9. PET SHOP BOYS - Behavior


I like the way "Being Boring" begins one way and then turns into something else entirely a minute and a half in. Don't you? You don't? But why in the world not?

Bolting through closing doors. Preaching and teaching the whole world about ecology. From revolution to revelation. Just a boy or a girl. Neil Tennant is endlessly quotable, and I'm convinced it has to be his journalistic background, in part, that makes it such. Knowing just how to nail something down that is a perfect soundbite. But it can't just be that, because then things would be too black and white. That's why when he talks about friends who are missing, you have to connect your own dots about AIDS, but you don't have to accept that explanation. It works in general. In specific, it just cuts that much more deeper. Always the ever multilayered, multimeaninged.

As is the music, and god bless Chris Lowe. I still get a kick out of the fact that Harold Faltermeyer produced it, since all I can think of is the "Axel F" theme from Beverly Hills Cop. Yet here there's little to do with that outside of the Holy of Holies, the synths, and where they go and what they do. And Lowe takes them all these wonderful places. If disco is nothing but Euro strings and clinical projection matches with American beat, then the Pet Shop Boys dare to incorporate the future and the past as well as specific representations. Everything is either regret in reverse or projection ahead to something coming, and nobody knows what. "This Must be the Place I Waited Years to Leave" rewrites all of English history into something that is at once Mary Renault's The Charioteer and Blade Runner, right down to the Vangelis-style keyboard moans that creep in at points, weird signals from beyond a bleak horizon.

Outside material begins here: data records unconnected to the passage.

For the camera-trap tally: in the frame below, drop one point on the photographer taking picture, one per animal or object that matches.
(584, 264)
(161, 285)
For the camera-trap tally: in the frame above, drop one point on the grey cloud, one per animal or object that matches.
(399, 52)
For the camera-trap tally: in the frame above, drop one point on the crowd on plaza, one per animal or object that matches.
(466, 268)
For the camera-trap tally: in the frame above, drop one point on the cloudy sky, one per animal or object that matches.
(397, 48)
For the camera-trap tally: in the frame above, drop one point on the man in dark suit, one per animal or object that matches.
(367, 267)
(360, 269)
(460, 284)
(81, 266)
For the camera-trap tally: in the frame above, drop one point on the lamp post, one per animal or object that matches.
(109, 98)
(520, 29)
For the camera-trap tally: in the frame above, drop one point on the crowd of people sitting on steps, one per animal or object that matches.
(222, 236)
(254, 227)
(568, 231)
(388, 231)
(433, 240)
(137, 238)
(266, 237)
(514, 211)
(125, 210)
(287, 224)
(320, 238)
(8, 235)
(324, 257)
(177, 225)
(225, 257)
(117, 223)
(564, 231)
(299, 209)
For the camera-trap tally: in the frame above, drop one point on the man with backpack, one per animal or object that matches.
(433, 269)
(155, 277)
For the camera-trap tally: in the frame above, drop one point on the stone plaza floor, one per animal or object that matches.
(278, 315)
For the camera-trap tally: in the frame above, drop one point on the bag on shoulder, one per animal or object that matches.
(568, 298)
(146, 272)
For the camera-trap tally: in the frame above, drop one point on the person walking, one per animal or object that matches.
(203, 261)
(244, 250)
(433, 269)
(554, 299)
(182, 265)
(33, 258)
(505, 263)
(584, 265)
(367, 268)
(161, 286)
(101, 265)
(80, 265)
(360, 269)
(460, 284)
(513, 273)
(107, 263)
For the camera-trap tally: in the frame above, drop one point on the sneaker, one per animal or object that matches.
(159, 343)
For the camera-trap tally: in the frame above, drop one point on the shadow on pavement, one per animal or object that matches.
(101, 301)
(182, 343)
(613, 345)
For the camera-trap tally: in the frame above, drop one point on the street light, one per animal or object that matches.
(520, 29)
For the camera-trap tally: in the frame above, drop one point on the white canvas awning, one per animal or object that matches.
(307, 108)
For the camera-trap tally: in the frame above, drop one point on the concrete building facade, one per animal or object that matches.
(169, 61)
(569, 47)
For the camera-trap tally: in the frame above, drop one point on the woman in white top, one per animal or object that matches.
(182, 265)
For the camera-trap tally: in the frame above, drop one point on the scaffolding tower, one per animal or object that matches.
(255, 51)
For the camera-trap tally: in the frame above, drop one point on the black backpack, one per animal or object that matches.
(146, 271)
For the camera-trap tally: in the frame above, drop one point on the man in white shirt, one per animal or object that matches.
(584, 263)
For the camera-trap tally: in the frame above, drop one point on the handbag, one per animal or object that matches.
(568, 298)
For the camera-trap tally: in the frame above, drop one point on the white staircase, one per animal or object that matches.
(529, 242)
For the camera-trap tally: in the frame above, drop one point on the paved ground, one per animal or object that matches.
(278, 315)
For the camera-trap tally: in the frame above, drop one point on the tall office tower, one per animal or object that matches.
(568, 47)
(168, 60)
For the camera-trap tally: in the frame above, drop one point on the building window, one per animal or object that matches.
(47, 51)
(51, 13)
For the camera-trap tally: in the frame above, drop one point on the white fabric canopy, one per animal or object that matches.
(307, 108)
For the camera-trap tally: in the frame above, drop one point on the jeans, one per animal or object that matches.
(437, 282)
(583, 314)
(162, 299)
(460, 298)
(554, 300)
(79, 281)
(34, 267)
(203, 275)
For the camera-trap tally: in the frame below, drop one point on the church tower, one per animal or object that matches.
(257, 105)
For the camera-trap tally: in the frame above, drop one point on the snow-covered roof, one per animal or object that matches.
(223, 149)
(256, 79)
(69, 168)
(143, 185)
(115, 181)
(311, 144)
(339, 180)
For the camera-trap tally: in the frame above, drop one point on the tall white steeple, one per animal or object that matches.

All is incorporation and supposition, and something slides up your spine even as you dance -- and you can dance, and you should. But knuckle under, since someone had blundered.

"To Face the Truth" is spare, gentle, sweet and barbed, has modern hotel lounge keyboards, gets covered by American guitar indie pop acts like Diskothi-q. They know something, clearly. "How Can You Expect to be Taken Seriously?" gets trumped later by a certain U2 cover, and said band desperately adjust only to look even more tired than they already did, unfortunately for them. Etc. Everyone gets touched by this album at some point or another, it seems. Tennant and Lowe are at once in the middle of everything and perfectly on the fringes. What artist wouldn't give their eyeteeth to be so blessed?

And "So Hard" serves up a big splashy pop song about liars with mock choirs and orchestral stabs that don't sound like every other orchestral stab ever used and video game noises, and "My October Symphony" sums up the Russian nineties before it happened, and with a mid-seventies disco beat and strings at that, and hey, sure. By the time everything shimmers to the various conclusions with "The End of the World" pulsing into an upbeat ending amidst a slight gloom and "Jealousy" turning the end of a romance into something as world-shattering as it feels, orchestras over the full top and horns bearing down over the initial setting, something is deeply, perfectly right.